Lawrence Middle School students Madelyne Schmitt, 12, a seventh-grader, and sixth-grader Erica Pagano, 10, shuffled a deck of cards before beginning a game. Both girls said it was strange not going to school. “It’s fun, but I’m missing friends,” said Madelyne.
“It feels like summer,” said Erica.
Madelyne added that the home she shares with her mother, Abbey, and her older brother, Andrew, 20, was damaged, but her outlook on the aftermath was a mature one. “I can’t complain,” she said. “Everyone is together and everyone is safe, and that’s all that matters.”
Erica’s family endured a harrowing experience, as their oil tank leaked during the storm on Oct. 29 and the odor filled the house. Meadowmere Park firefighters rescued four adults and six children from the house, using its inflatable boat — which was punctured when it hit a fence, but no one was injured. “My 4-old-year cousin tells my 17-year-old sister the best thing to do in a bad situation is to remain calm,” Erica said.
Fire Department help
Meadowmere firefighters had the help of their 3rd Battalion brethren from the Lawrence-Cedarhurst, Hewlett, Inwood, Woodmere and Valley Stream departments, as well as from the upstate department of Chatham.
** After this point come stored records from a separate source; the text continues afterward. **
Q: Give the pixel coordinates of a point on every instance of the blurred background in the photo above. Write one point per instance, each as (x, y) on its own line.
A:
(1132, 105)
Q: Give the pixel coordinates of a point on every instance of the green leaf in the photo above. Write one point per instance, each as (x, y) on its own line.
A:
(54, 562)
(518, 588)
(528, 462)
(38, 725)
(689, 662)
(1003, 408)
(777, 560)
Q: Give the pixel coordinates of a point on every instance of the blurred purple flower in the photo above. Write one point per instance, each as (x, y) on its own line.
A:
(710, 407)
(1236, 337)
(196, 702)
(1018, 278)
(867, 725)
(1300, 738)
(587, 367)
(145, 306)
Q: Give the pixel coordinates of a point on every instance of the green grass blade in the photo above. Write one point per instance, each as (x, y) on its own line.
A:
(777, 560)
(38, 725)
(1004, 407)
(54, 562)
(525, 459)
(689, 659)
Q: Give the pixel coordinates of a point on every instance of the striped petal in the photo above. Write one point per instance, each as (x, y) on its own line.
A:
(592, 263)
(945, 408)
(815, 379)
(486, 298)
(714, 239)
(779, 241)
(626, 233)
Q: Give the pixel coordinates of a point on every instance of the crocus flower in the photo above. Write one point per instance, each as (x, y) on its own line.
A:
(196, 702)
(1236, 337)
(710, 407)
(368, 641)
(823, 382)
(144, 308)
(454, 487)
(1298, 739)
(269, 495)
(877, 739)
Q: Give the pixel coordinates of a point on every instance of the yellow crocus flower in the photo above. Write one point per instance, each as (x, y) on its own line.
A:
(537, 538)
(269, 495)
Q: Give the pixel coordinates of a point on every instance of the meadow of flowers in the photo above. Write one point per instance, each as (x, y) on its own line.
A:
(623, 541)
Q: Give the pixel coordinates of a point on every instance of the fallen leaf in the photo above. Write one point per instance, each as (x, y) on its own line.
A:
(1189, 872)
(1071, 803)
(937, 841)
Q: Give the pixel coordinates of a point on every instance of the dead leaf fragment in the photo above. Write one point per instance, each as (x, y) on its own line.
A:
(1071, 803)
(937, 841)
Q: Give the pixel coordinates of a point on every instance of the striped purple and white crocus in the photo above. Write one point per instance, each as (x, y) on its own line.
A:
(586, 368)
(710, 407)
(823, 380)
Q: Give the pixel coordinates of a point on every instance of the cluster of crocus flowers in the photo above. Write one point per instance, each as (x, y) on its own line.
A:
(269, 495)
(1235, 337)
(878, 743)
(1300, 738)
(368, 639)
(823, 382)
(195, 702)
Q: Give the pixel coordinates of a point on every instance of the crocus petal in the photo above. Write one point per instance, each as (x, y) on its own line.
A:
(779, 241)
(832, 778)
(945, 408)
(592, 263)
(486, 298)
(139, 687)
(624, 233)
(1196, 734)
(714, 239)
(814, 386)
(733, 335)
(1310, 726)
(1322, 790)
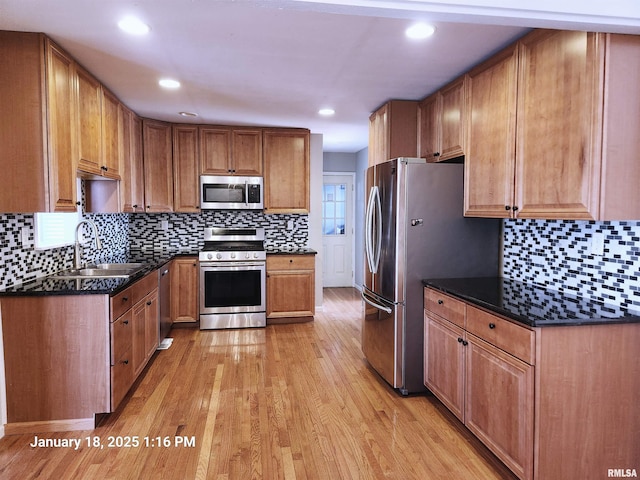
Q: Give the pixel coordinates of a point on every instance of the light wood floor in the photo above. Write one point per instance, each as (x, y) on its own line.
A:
(286, 402)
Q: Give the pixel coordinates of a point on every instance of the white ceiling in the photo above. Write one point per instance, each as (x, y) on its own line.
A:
(276, 62)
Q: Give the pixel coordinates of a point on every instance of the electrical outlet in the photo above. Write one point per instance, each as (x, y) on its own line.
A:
(597, 244)
(24, 236)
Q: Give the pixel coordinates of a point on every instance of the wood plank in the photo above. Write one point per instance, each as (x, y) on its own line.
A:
(286, 401)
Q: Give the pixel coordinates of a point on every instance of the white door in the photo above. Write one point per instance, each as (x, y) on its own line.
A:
(337, 230)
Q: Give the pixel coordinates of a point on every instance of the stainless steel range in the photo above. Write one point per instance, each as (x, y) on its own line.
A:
(232, 278)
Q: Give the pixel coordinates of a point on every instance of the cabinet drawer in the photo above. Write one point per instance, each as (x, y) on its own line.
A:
(290, 262)
(445, 306)
(514, 339)
(142, 287)
(121, 337)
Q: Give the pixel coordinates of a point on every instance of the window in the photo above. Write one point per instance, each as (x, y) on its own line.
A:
(334, 202)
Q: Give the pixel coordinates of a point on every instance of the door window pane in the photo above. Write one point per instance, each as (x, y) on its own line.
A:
(333, 209)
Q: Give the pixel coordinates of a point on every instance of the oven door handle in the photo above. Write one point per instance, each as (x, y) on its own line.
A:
(231, 264)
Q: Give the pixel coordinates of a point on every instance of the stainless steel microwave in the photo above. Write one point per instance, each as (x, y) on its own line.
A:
(221, 192)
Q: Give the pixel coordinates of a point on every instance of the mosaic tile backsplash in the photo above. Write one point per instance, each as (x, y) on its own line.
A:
(566, 256)
(555, 254)
(20, 262)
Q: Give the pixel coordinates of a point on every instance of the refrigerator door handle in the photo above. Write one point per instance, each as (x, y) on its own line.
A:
(378, 244)
(384, 308)
(368, 234)
(372, 245)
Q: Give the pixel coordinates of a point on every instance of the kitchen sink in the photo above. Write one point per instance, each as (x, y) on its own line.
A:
(101, 270)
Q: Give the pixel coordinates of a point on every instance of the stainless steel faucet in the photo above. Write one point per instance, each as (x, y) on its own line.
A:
(77, 253)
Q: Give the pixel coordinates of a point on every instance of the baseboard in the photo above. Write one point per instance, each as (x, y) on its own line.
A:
(21, 428)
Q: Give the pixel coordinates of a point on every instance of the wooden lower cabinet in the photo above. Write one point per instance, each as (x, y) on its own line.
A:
(68, 358)
(499, 403)
(184, 290)
(290, 288)
(550, 402)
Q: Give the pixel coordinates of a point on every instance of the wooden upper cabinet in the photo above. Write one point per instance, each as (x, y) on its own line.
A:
(37, 140)
(89, 122)
(230, 151)
(559, 125)
(61, 133)
(429, 127)
(442, 123)
(215, 150)
(393, 131)
(112, 113)
(132, 183)
(186, 196)
(246, 151)
(575, 136)
(490, 158)
(158, 166)
(286, 170)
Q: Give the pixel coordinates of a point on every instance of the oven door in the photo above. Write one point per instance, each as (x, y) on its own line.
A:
(232, 288)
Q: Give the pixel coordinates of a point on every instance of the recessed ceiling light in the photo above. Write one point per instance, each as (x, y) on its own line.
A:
(134, 26)
(169, 83)
(420, 31)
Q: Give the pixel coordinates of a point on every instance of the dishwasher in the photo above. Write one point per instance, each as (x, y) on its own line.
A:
(164, 292)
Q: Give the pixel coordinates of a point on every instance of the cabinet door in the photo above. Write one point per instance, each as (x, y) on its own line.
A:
(158, 166)
(139, 352)
(489, 162)
(499, 403)
(111, 135)
(286, 175)
(62, 132)
(89, 122)
(246, 152)
(186, 179)
(184, 290)
(215, 151)
(152, 324)
(558, 129)
(132, 184)
(121, 358)
(453, 119)
(444, 363)
(290, 294)
(429, 127)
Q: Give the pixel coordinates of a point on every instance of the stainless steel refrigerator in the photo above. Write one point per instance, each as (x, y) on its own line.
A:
(415, 229)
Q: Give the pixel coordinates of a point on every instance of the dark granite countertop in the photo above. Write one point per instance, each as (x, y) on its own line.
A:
(290, 251)
(105, 286)
(530, 304)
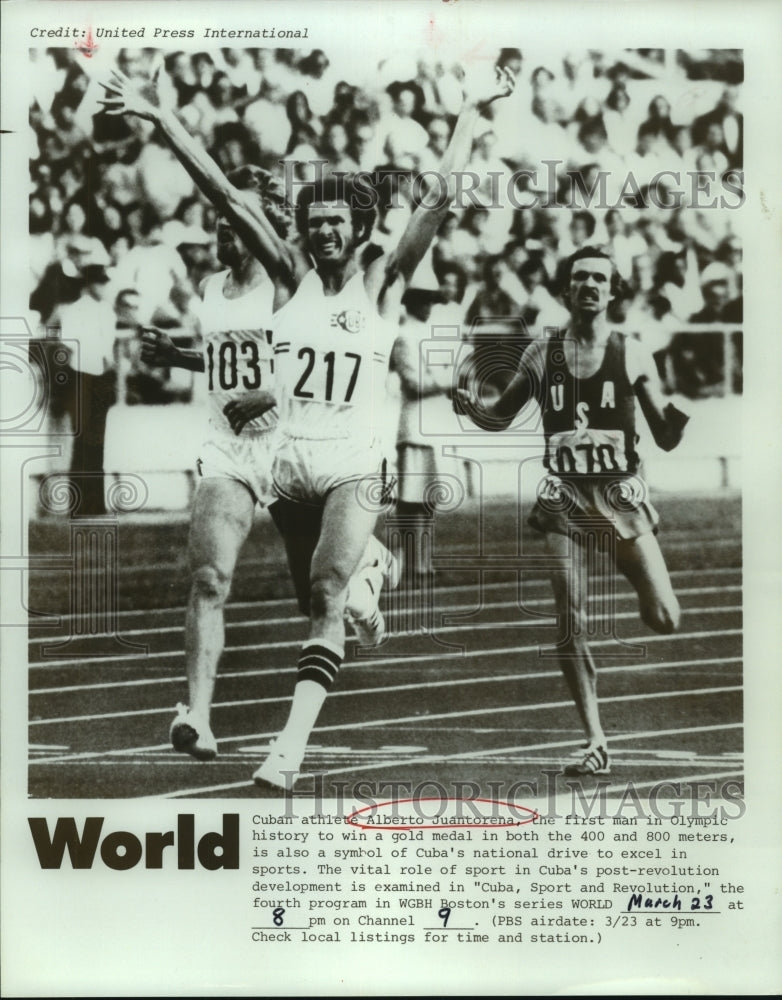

Geography makes it difficult to respond to a major emergency in 3rd Battalion communities, Lawrence-Cedarhurst Fire Chief Joseph Sperber explained.
“Due to its location on the southernmost westerly area on the border of Queens and a barrier island, it’s always a challenge to get additional resources to assist when a major incident occurs,” Sperber said. “The departments in the 3rd Battalion have always counted on one another for assistance.”